Apricots

Bombolino dreamed of apricots the night before he wed,
and wondered briefly what it meant,
such visitations in our sleep,
portent of a certain kind of sweet.
clue to look back upon all his life
as once warned or promised.
He’s fine with taking chances,
shaving with a plastic razor careful not to cut his face,
the day unfurling in his head as if icing on a cake
could rise in animation, flit and fly about,
as people’s voices turned to birdsong,
brittle chirpping and French cooing
everyone happy to hope for the best.
Bombolino smiled as he walked some memories into jail.

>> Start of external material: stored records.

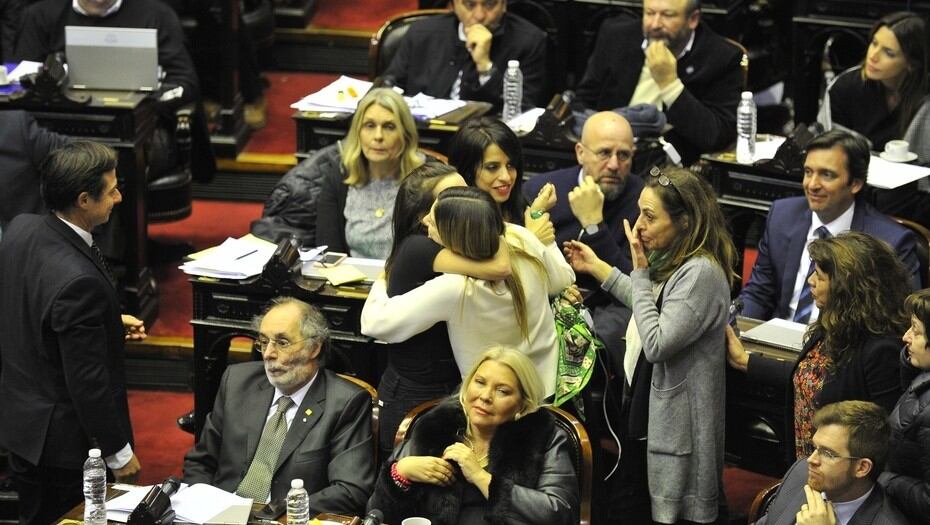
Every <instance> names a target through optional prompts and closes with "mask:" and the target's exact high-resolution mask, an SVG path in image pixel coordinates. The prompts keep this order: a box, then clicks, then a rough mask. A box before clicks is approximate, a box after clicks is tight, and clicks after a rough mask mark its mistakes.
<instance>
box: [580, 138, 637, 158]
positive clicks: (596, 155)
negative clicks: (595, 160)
mask: <svg viewBox="0 0 930 525" xmlns="http://www.w3.org/2000/svg"><path fill="white" fill-rule="evenodd" d="M579 144H581V147H582V148H584V149H586V150H588V151H590V152H591V153H593V154H594V156H595V157H597V160H599V161H601V162H607V161H609V160H610V158H611V157H614V156H616V157H617V161H619V162H629V161H630V159H632V158H633V152H632V151H630V150H625V149H618V150H616V151H611V150H609V149H607V148H602V149H599V150H594V149H591V148H590V147H588V146H587V145H585V144H584V143H583V142H579Z"/></svg>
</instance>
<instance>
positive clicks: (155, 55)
mask: <svg viewBox="0 0 930 525" xmlns="http://www.w3.org/2000/svg"><path fill="white" fill-rule="evenodd" d="M65 54H66V55H67V59H68V84H69V86H70V87H72V88H75V89H114V90H122V91H155V90H156V89H158V31H157V30H156V29H139V28H132V27H81V26H65Z"/></svg>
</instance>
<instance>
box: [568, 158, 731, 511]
mask: <svg viewBox="0 0 930 525" xmlns="http://www.w3.org/2000/svg"><path fill="white" fill-rule="evenodd" d="M645 183H646V185H645V187H644V188H643V191H642V193H641V194H640V196H639V210H640V214H639V218H638V219H637V220H636V224H635V225H633V226H630V224H629V222H628V221H624V229H625V230H626V236H627V239H628V241H629V244H630V252H631V254H632V259H633V271H632V272H631V273H630V275H625V274H623V273H622V272H621V271H620V270H618V269H617V268H612V267H611V266H610V265H609V264H607V263H606V262H604V261H603V260H601V259H600V258H598V257H597V255H595V253H594V251H593V250H591V248H590V247H588V246H587V245H585V244H583V243H580V242H578V241H571V242H570V244H568V245H567V246H566V249H565V252H566V255H567V256H568V257H569V260H570V262H571V264H572V267H573V268H574V269H575V270H576V271H579V272H585V273H589V274H591V275H592V276H594V277H595V278H596V279H597V280H598V281H599V282H601V283H602V284H601V287H602V288H603V289H604V290H607V291H608V292H609V293H611V294H612V295H613V296H614V297H615V298H616V299H618V300H620V301H622V302H623V303H625V304H627V305H629V307H630V308H631V309H632V310H633V322H631V323H630V324H629V326H628V328H627V332H626V352H625V354H624V355H625V357H624V376H625V380H626V386H627V387H628V389H626V390H628V391H629V393H630V394H629V395H628V396H625V397H626V401H625V402H624V409H623V412H622V415H623V419H622V421H621V422H620V424H621V431H620V432H621V435H622V439H623V441H622V442H621V447H622V451H623V454H622V456H621V457H622V459H621V463H620V465H619V470H618V472H617V474H616V475H618V476H620V477H619V479H618V481H617V484H618V485H619V488H620V490H621V491H623V493H624V494H625V497H624V503H625V505H626V507H625V508H623V509H622V511H623V512H624V514H623V515H624V522H626V521H627V519H628V520H629V523H652V522H656V523H681V522H687V523H692V522H693V523H712V522H714V521H715V520H716V519H717V516H718V512H719V507H720V506H722V505H724V504H725V503H724V500H723V493H722V487H723V434H724V425H723V421H724V407H725V404H726V398H725V392H724V383H725V382H726V381H725V380H726V378H725V375H724V373H725V371H726V365H725V364H724V355H723V345H724V332H723V327H724V326H726V322H727V307H728V305H729V303H730V286H731V283H732V281H733V279H734V274H733V270H732V268H733V267H734V263H735V261H736V249H735V248H734V246H733V241H732V240H731V239H730V235H729V234H728V233H727V227H726V224H725V222H724V219H723V213H722V212H721V211H720V207H719V206H718V205H717V201H716V195H714V191H713V190H712V189H711V188H710V185H709V184H708V183H707V182H705V181H704V180H703V179H701V178H700V177H698V176H696V175H694V174H693V173H691V172H690V171H689V170H686V169H682V168H672V169H668V170H660V169H658V168H653V169H652V171H651V172H650V173H649V176H647V177H645Z"/></svg>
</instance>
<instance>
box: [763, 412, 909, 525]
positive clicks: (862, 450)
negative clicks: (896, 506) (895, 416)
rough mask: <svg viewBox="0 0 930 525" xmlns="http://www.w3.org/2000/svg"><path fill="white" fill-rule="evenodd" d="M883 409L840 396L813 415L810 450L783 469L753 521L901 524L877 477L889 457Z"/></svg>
mask: <svg viewBox="0 0 930 525" xmlns="http://www.w3.org/2000/svg"><path fill="white" fill-rule="evenodd" d="M887 416H888V414H886V413H885V411H884V410H883V409H882V408H881V407H879V406H878V405H876V404H875V403H870V402H868V401H841V402H839V403H833V404H830V405H827V406H825V407H823V408H821V409H820V410H818V411H817V413H816V414H815V415H814V428H815V429H816V432H815V433H814V437H813V441H814V453H813V454H811V455H810V456H809V457H807V458H804V459H800V460H798V461H797V463H795V464H794V465H793V466H792V467H791V468H790V469H789V470H788V473H787V474H785V477H784V478H783V479H782V482H781V486H780V487H779V488H778V493H777V494H776V496H775V500H774V501H772V504H771V505H770V506H769V509H768V512H767V513H766V514H765V516H763V517H762V518H761V519H760V520H758V521H756V525H794V524H795V523H797V524H798V525H821V524H823V525H827V524H836V525H847V524H849V525H884V524H887V525H898V524H900V525H904V524H906V523H908V521H907V519H906V518H905V517H904V516H903V515H902V514H901V513H900V511H898V509H897V508H895V506H894V504H893V503H892V502H891V499H890V498H888V497H886V495H885V492H884V490H882V487H881V486H880V485H879V484H878V483H876V481H877V480H878V475H879V474H880V473H881V472H882V469H883V468H884V466H885V459H886V458H887V457H888V445H889V439H890V436H891V430H890V427H889V426H888V422H887V421H886V417H887Z"/></svg>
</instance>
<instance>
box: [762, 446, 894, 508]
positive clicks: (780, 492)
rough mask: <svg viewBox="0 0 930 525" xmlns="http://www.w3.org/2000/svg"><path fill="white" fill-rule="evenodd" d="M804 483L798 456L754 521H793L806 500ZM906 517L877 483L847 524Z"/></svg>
mask: <svg viewBox="0 0 930 525" xmlns="http://www.w3.org/2000/svg"><path fill="white" fill-rule="evenodd" d="M806 484H807V459H806V458H805V459H799V460H798V461H797V462H796V463H795V464H794V465H792V466H791V469H790V470H788V473H787V474H785V477H784V478H783V479H782V484H781V487H779V489H778V494H776V495H775V500H774V501H772V504H771V505H770V506H769V511H768V513H766V515H765V516H763V517H762V519H760V520H759V521H757V522H756V525H794V524H795V521H796V520H795V518H796V516H797V513H798V512H799V511H800V510H801V505H803V504H805V503H807V496H805V495H804V485H806ZM907 523H908V521H907V519H906V518H905V517H904V516H903V515H901V513H900V512H899V511H898V509H897V508H895V506H894V504H892V502H891V500H890V499H889V498H887V497H886V496H885V492H884V491H883V490H882V488H881V486H879V485H878V484H877V483H876V484H875V485H874V488H873V489H872V494H870V495H869V497H868V498H866V500H865V501H864V502H863V503H862V506H860V507H859V510H857V511H856V513H855V514H853V516H852V518H851V519H850V520H849V525H886V524H887V525H907Z"/></svg>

(They knew what they did.)
And wondered how one woman would promise
to be everything forever, goddess claim,
as if the disappointment that haunts everybody
had finally been eliminated by vaccine.
“We head into the impossible, I guess,”
he thought, glad that he still could.
Fearless and stupid is the way to start a family.
Live out the novel, book to be co-authored
by a woman better than he at the life
Bombolino wanted to fill his old man self.
We end up with the skin of paper bags,
and he wants it jammed with the cacophony
and chaos of kids, days carefully constructed
only to be blown apart again and again.
Stepping from one universe
into another, the door a strawberry blonde
with crooked lips and eyes animal alert.
Every breath needs a reason, yet
even the properties of air may change.
Later, his jerk cousin from back East
repeats a line from his football days,
“You’re mortal, man.” Bombolino, certain
as the Earth, replies, “Not today I”m not,”
grinning like a man who can’t be killed,
like a man who once walked straight the path of love,
like a man who'll one day plant an apricot tree
to declare a part of our frontier his.